The minister said he was concerned foreign aid could disturb the country's sovereignty so the government would carefully examine every offer of overseas assistance or cooperation.
A series of fire prevention workshops have since May been held in Jambi, South Sumatra, South Kalimantan and West Kalimantan.
The workshops involved participants from the ministries of forestry and agriculture, the office of coordinating minister for people's welfare, the state ministry of environment, forestry and agricultural businesspeople as well as local administrations and communities.
Kaban said forest fires had brought air pollution to neighboring countries but Indonesia should not be fully blamed.
"Not just Indonesia experiences forestry fires, the U.S. also experiences (them)," said Kaban.
Forest fires in Indonesia were a natural phenomenon and directly related to the country's lengthy dry season, he said.
Last year, Singapore Prime Minister Lee Hsien Loong wrote a letter to President Susilo Bambang Yudhoyono expressing his disappointment over smog from land-clearing fires in Indonesia because the smog had blanketed parts of Southeast Asia.
But Kaban said about 60 percent of the fires were located in peatlands, which were high-risk fire zones during the dry season.
It was reported the Singapore government had proposed a master plan to help the Indonesian government to handle forest fires.
According to Singapore's Minister of the Environment and Water Resources Yaacob Ibrahim, the proposal would include a strategy to assist Jambi, a province in Sumatra, in the prevention of fire disasters.
But Kaban said he had not received the proposal.

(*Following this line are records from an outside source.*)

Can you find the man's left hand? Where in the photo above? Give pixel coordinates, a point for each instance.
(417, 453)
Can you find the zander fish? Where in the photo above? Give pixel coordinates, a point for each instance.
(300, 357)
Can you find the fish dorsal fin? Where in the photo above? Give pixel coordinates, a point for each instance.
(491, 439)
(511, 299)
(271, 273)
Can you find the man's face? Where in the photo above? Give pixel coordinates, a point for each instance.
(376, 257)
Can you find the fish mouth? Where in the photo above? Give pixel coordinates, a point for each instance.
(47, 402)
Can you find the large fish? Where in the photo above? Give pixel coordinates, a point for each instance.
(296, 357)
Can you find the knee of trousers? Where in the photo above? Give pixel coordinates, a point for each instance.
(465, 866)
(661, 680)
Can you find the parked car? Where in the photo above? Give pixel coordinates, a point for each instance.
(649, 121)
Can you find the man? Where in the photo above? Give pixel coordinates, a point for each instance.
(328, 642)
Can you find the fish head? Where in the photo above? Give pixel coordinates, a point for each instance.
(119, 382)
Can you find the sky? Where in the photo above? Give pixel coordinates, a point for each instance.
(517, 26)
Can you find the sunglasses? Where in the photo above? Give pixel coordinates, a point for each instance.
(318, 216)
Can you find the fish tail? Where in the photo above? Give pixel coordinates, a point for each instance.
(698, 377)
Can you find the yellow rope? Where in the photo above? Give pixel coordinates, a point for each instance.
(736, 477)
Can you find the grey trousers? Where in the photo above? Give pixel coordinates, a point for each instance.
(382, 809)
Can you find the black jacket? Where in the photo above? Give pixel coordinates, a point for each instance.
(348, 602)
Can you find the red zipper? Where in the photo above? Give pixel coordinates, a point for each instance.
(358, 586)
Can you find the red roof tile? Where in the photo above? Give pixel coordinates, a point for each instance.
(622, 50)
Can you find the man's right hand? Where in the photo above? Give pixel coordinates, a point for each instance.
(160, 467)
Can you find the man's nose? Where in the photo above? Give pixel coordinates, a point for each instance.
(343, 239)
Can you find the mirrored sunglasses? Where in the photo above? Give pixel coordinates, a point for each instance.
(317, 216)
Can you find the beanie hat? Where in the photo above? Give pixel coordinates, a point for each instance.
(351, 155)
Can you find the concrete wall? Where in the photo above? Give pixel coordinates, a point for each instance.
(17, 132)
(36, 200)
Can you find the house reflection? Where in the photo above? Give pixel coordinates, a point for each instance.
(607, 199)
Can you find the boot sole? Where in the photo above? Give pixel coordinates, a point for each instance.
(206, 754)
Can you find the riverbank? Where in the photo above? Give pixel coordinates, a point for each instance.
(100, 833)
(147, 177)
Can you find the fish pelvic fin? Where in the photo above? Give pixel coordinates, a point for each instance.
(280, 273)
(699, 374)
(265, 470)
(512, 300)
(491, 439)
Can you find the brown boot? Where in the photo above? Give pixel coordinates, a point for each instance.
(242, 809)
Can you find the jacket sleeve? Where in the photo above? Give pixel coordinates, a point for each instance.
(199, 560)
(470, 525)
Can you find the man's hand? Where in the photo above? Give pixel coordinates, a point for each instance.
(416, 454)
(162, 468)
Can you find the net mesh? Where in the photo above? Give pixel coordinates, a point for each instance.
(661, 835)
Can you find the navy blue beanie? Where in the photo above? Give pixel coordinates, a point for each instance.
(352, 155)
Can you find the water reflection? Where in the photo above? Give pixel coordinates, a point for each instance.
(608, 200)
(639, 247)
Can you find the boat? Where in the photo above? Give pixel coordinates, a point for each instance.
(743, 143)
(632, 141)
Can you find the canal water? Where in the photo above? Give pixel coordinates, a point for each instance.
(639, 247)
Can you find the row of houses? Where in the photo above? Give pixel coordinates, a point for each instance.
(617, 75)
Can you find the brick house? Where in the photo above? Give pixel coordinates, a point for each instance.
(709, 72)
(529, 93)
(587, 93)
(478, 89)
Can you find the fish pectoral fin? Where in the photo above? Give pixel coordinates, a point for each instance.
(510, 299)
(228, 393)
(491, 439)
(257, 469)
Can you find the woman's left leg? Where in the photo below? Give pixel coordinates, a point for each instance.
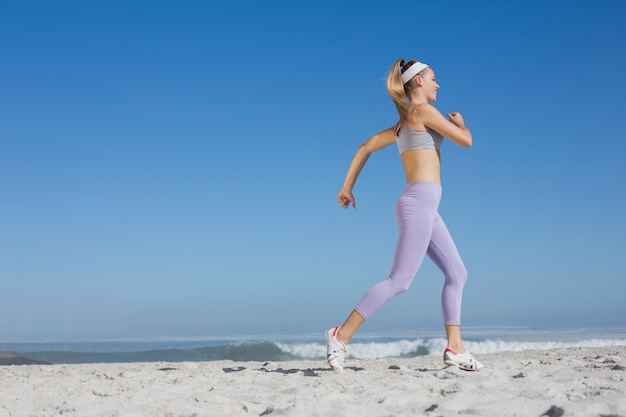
(443, 252)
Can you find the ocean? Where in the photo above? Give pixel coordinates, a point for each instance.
(283, 347)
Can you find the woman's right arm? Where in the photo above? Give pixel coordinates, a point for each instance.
(373, 144)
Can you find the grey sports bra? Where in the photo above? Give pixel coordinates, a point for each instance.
(410, 140)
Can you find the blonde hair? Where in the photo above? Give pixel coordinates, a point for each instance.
(398, 90)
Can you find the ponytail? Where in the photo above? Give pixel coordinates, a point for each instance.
(398, 90)
(395, 89)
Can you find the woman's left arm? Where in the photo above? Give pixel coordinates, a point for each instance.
(452, 128)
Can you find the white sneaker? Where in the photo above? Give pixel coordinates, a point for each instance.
(464, 360)
(335, 350)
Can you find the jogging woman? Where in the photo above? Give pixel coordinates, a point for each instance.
(418, 134)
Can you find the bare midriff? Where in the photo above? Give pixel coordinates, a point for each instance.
(422, 166)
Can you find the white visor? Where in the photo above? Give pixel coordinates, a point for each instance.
(413, 71)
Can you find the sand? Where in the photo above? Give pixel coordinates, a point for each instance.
(553, 383)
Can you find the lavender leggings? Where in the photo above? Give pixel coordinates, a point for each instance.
(421, 232)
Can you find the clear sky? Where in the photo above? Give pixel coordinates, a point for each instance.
(170, 168)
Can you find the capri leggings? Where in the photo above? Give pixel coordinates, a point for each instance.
(421, 232)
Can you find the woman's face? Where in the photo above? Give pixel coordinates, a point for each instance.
(429, 85)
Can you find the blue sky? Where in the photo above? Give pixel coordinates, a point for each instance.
(171, 168)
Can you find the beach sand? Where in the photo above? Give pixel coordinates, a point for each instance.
(560, 382)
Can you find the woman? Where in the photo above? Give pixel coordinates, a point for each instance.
(418, 134)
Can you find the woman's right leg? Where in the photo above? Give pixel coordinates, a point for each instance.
(416, 211)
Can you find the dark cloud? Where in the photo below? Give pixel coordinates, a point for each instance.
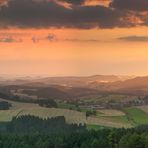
(9, 40)
(135, 38)
(73, 2)
(49, 37)
(48, 13)
(135, 5)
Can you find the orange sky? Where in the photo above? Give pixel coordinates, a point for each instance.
(74, 52)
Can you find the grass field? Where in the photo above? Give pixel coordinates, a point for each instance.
(137, 116)
(105, 118)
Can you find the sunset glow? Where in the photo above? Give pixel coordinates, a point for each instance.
(75, 51)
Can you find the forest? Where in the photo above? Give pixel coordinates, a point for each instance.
(33, 132)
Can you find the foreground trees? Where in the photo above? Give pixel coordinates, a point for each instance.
(34, 132)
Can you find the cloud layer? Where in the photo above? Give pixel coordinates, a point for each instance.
(48, 13)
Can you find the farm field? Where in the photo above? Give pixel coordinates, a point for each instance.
(106, 117)
(137, 115)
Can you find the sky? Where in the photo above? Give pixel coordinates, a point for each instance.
(73, 37)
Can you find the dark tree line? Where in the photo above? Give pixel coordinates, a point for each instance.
(45, 102)
(4, 105)
(34, 132)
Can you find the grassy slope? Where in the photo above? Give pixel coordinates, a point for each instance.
(104, 118)
(137, 116)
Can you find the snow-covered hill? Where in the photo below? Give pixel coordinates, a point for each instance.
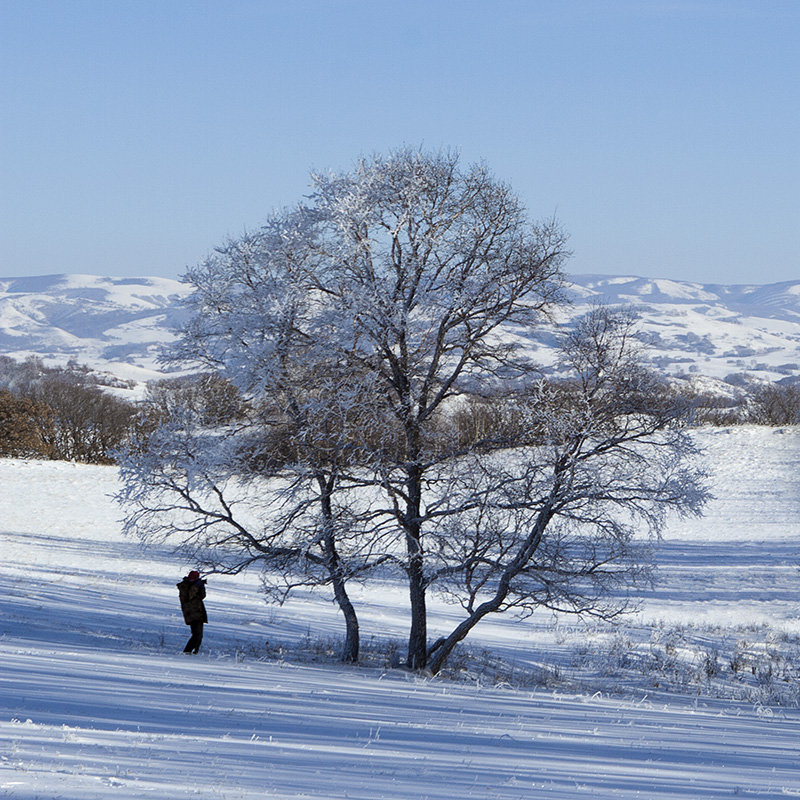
(694, 697)
(119, 324)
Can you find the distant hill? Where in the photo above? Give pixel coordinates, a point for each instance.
(118, 325)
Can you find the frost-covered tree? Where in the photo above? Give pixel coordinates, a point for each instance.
(263, 485)
(353, 328)
(422, 262)
(567, 520)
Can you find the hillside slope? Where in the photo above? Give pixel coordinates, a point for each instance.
(97, 701)
(119, 324)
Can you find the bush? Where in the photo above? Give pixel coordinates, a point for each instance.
(26, 427)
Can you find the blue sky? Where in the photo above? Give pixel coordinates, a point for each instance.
(136, 134)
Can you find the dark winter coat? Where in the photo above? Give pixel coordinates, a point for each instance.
(191, 594)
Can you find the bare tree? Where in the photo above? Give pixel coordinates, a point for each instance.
(352, 330)
(261, 486)
(423, 262)
(567, 521)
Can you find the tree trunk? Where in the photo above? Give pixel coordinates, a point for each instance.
(440, 653)
(418, 636)
(334, 567)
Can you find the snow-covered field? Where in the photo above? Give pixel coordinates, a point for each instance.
(695, 696)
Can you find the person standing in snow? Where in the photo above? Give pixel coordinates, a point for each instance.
(192, 590)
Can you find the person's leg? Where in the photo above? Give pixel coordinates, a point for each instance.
(197, 634)
(193, 644)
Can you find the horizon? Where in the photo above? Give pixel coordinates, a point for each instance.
(662, 135)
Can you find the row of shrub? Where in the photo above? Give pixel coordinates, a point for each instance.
(72, 413)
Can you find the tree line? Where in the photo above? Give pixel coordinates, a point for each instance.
(360, 330)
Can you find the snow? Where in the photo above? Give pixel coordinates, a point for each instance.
(97, 701)
(119, 325)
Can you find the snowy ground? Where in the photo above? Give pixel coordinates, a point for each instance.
(696, 696)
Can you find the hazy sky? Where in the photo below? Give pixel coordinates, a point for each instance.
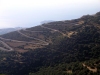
(29, 13)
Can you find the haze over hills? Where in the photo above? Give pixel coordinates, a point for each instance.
(7, 30)
(69, 47)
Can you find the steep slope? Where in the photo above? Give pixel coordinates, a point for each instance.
(55, 48)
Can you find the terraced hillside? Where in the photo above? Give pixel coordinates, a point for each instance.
(70, 47)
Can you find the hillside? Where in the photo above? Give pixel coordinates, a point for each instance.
(55, 48)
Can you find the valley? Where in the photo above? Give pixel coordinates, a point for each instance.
(70, 47)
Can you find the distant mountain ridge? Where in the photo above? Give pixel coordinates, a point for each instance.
(69, 47)
(7, 30)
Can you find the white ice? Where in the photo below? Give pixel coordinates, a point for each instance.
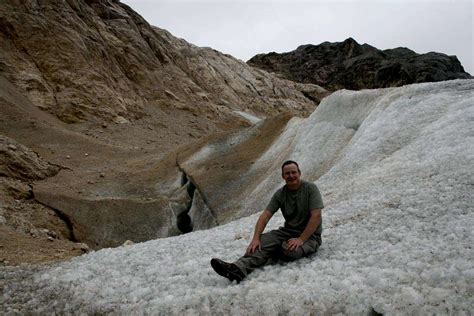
(395, 167)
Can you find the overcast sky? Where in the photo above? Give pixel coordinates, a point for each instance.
(246, 28)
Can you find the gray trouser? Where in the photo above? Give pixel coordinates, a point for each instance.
(274, 246)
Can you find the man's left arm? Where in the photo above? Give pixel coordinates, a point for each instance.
(313, 224)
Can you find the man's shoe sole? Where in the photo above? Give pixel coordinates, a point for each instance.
(218, 267)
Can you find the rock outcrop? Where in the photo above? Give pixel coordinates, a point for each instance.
(100, 61)
(349, 65)
(91, 87)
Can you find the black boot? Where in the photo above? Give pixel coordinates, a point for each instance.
(227, 270)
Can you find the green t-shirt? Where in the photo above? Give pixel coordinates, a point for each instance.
(296, 205)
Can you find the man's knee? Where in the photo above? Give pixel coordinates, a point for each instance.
(290, 255)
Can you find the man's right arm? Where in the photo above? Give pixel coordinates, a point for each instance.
(259, 228)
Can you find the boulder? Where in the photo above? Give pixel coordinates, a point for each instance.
(349, 65)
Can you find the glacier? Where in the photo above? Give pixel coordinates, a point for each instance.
(395, 168)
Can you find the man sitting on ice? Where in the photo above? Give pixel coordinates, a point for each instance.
(301, 204)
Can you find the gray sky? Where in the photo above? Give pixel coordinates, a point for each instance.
(246, 28)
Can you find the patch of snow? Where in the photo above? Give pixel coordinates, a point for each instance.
(397, 232)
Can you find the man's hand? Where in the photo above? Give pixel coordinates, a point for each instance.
(254, 245)
(294, 243)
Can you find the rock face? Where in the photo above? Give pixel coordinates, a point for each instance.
(90, 86)
(21, 163)
(349, 65)
(100, 61)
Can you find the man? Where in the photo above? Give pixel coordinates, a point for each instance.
(301, 204)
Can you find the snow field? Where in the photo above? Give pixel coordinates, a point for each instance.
(397, 228)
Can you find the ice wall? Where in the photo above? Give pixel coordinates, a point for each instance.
(395, 167)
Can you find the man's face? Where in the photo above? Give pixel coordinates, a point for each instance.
(291, 175)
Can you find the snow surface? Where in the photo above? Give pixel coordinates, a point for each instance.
(395, 167)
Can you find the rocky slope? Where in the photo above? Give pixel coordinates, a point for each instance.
(349, 65)
(91, 88)
(100, 61)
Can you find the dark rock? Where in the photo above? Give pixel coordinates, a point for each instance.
(349, 65)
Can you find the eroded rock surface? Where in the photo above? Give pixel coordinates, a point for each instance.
(349, 65)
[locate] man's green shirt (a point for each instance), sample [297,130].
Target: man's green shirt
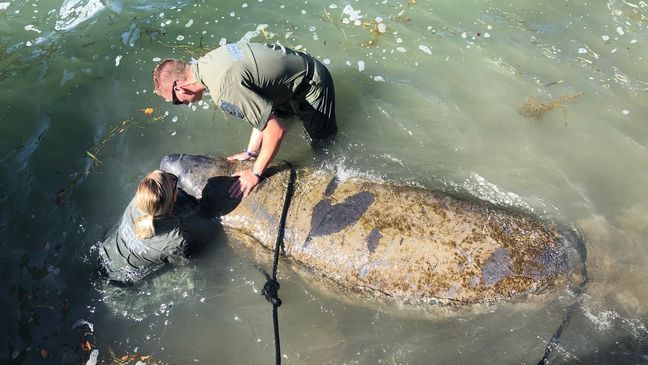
[248,80]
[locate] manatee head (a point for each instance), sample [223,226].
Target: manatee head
[207,179]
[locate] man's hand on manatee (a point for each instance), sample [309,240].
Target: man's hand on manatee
[247,180]
[243,156]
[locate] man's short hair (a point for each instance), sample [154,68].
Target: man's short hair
[168,71]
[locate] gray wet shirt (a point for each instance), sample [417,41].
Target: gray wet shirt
[128,259]
[247,80]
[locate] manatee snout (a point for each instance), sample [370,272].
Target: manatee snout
[171,163]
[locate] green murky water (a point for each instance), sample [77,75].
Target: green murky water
[429,92]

This year the government would allocate up to Rp 144 billion (US$15.8 million) to deal with forest fires and smog and to alleviate condemnation from neighboring countries.
The government said last week governors and regents would be prepared to deal with the disasters and would aim to reach a target of "zero hot spots".
"We now have less than 100 hot spots across Kalimantan, South Sulawesi, Riau, Jambi and North Sumatra," Kaban said.
"Last year, there were thousands."
The ASEAN Specialized Meteorological Service in Singapore said between June and August last year, 52,599 hot spots affected 8,500 ha of forest land across Indonesia.
And forest-fire haze from Indonesia last year affected millions of people in Malaysia, Singapore, Brunei, parts of Thailand and the Philippines.